India launches policy to secure cyber space | Business Standard


----------



## Nerevarine (Jul 27, 2013)

Go for CSE, much better than IT..
I believe IT isnt even a core subject


----------



## Runjesh (Jul 27, 2013)

Nerevarine said:


> Go for CSE, much better than IT..
> I believe IT isnt even a core subject



But One Advisor  Told Me This

IT is more general--you would be exposed to networking, system administration, and programming/databases. CS is usually just programming and a lot of math.


----------



## mitraark (Jul 27, 2013)

Go for CSE. IT is almost same subjects in 8 sems, but CSE people get preferences as they tend to have better rank and are also eligible in a few places where IT isn't allowed.

Core/Non Core isn't really a classification which concern recruiters. They take according to your dept./specialization. 

Although IT in a better college should be preferred over CSE in a not so good college.


----------



## Runjesh (Jul 27, 2013)

mitraark said:


> Go for CSE. IT is almost same subjects in 8 sems, but CSE people get preferences as they tend to have better rank and are also eligible in a few places where IT isn't allowed.
> 
> Core/Non Core isn't really a classification which concern recruiters. They take according to your dept./specialization.
> 
> Although IT in a better college should be preferred over CSE in a not so good college.
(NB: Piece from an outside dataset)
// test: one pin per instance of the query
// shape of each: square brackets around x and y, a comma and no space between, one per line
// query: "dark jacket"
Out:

Well Thanks But i am not interested in programming ? so i should go for CSE or IT ?


----------



## Vignesh B (Jul 27, 2013)

^^ You'll have to go through programming whether it is CSE or IT.
Both of them are mostly similar except that in IT you would need to study some management stuff too. 
For your second question mitraark has already answered. If you're getting IT in a college which is much better than the college where you can get CSE, then go for IT, otherwise stick to CSE.


----------



## krishnalimishra (Jun 18, 2016)

Mine was CSE and now there are lots of IT firms and plenty of opportunities. So go for Computer Science and Engg.


----------